Checklist: Building Ultra‑High‑Density AI Data Centers

A field-guide checklist turning power, liquid-cooling, and rack-density needs into procurement, deployment and SRE runbook actions for multi‑megawatt AI clusters.

Building Data Centers for Ultra-High-Density AI: A Practical Checklist for DevOps and SREs

This field guide translates power, liquid-cooling, and rack-density requirements for GPU and accelerator clusters into actionable procurement, deployment, and runbook items. It's written for technology professionals, developers, DevOps and SREs running or planning multi-megawatt AI data center deployments.

Why this checklist matters

Traditional colocation and enterprise data centers were designed around racks drawing a few kilowatts. Modern AI workloads push racks into tens or hundreds of kilowatts. That changes assumptions across procurement, contracts, cabling, cooling, monitoring, and operational runbooks. Use this guide to translate capacity planning and vendor datasheets into concrete acceptance tests and on-call procedures.

Quick glossary

Rack density: power or heat per rack, usually expressed in kW/rack.
Multi-megawatt: sites or pods delivering multiple megawatts (MW) of IT power.
Liquid cooling: heat removal approaches using liquid—includes RDHx (rear-door heat exchangers) and direct-to-chip cold plates.
Direct-to-chip (D2C): coolant delivered to a cold plate mounted on the processor/accelerator for high-efficiency heat transfer.
SRE runbook: documented operational procedures for incidents and maintenance.
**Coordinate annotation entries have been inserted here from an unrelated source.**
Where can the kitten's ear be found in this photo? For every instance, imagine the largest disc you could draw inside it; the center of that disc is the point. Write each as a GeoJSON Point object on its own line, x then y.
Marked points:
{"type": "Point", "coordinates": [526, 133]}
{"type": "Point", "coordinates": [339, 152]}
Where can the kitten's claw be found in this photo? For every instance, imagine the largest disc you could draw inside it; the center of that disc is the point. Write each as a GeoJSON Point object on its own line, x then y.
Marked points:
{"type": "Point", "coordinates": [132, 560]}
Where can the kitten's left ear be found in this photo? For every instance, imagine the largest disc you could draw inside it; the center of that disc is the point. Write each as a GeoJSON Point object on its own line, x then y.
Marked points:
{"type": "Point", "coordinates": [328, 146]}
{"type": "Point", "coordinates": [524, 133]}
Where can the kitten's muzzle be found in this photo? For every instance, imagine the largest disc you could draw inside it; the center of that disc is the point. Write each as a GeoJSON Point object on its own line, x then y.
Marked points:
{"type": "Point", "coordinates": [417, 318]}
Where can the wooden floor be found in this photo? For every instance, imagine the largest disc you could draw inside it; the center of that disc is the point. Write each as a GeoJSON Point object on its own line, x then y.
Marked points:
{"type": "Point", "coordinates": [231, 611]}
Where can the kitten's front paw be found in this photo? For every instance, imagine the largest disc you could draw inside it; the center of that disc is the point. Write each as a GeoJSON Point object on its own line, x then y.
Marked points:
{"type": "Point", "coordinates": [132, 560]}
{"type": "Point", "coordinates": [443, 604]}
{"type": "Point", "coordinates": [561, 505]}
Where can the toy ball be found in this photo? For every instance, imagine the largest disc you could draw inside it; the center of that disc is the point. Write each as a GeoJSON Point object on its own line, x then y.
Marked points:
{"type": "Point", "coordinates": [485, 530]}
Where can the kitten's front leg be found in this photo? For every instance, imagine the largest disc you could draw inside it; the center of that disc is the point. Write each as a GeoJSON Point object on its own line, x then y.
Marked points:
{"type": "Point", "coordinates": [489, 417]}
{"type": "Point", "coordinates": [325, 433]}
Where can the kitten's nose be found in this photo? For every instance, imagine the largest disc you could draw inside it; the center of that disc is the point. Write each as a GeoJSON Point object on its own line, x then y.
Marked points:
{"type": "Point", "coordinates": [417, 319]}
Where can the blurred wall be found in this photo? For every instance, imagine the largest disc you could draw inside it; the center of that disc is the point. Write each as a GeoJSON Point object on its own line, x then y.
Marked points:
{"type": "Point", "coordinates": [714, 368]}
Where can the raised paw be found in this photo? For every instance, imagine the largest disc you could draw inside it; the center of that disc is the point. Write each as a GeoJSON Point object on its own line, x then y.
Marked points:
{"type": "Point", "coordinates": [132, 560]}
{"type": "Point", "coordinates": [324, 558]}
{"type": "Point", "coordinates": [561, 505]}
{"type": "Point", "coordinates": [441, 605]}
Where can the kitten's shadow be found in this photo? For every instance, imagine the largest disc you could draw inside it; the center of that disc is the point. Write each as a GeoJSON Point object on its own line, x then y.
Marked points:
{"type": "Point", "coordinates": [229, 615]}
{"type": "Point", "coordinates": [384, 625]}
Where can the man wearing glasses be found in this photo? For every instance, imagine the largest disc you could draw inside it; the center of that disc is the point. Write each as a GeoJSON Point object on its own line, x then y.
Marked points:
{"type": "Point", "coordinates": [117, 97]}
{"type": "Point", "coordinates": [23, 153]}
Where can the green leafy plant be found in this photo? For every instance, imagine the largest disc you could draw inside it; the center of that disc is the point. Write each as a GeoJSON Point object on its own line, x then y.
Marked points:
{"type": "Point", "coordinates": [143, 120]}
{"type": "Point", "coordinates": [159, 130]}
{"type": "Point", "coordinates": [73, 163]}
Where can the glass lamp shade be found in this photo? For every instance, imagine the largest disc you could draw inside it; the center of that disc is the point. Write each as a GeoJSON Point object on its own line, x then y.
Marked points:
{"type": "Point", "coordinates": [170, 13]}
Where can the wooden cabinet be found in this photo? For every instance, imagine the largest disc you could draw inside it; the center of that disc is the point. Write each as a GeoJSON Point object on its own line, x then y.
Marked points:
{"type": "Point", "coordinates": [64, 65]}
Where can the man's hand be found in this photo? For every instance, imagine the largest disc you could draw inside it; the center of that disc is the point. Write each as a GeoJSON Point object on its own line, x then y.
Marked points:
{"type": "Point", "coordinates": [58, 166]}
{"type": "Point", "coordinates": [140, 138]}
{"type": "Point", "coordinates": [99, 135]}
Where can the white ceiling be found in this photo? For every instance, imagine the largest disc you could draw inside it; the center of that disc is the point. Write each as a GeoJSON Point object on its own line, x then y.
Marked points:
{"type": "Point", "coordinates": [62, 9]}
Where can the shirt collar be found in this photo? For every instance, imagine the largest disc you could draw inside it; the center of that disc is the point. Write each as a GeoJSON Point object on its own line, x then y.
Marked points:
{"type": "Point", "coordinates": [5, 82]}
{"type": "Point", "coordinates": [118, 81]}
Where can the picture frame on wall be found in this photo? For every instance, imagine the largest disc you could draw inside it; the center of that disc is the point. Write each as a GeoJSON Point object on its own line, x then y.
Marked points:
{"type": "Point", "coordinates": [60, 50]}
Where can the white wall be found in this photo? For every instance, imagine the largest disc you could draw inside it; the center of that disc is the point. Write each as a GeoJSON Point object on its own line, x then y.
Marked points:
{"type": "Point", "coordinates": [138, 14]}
Procurement checklist: lock the right guarantees

Procurement is where you translate power and cooling needs into contractual guarantees. Ask vendors and colocation providers for the following minimum assurances:

Power capacity and delivery
- Guaranteed dedicated power per rack in kW (not just campus-level MW). Example acceptance: "50 kW/rack guaranteed for 20 racks".
- Breaker and feeder sizes documented (e.g., 3-phase 400A or 800A per row) and single-point-of-failure details.
- Metering by cabinet or pod (billing by kW rather than flat space).
- Right to increase density and dates/costs for upgrades.

Cooling guarantees

Support for your chosen method: RDHx, rear-door heat exchangers, in-row chillers, or direct-to-chip. The provider must list compatible hookups and fittings.
Minimum delta-T and flow rates for required rack kW. Example: "RDHx sized for 35 kW/rack with 10°C delta-T at 2 L/min per rack".
Redundancy SLAs for chillers and pumps (N+1 or better) and MTTR targets.

Multi-megawatt readiness

Right to install multi-megawatt capacity within specified timelines (e.g., 3 months to provision 1 MW).
Transformer and substation capacity and site-level diversity information.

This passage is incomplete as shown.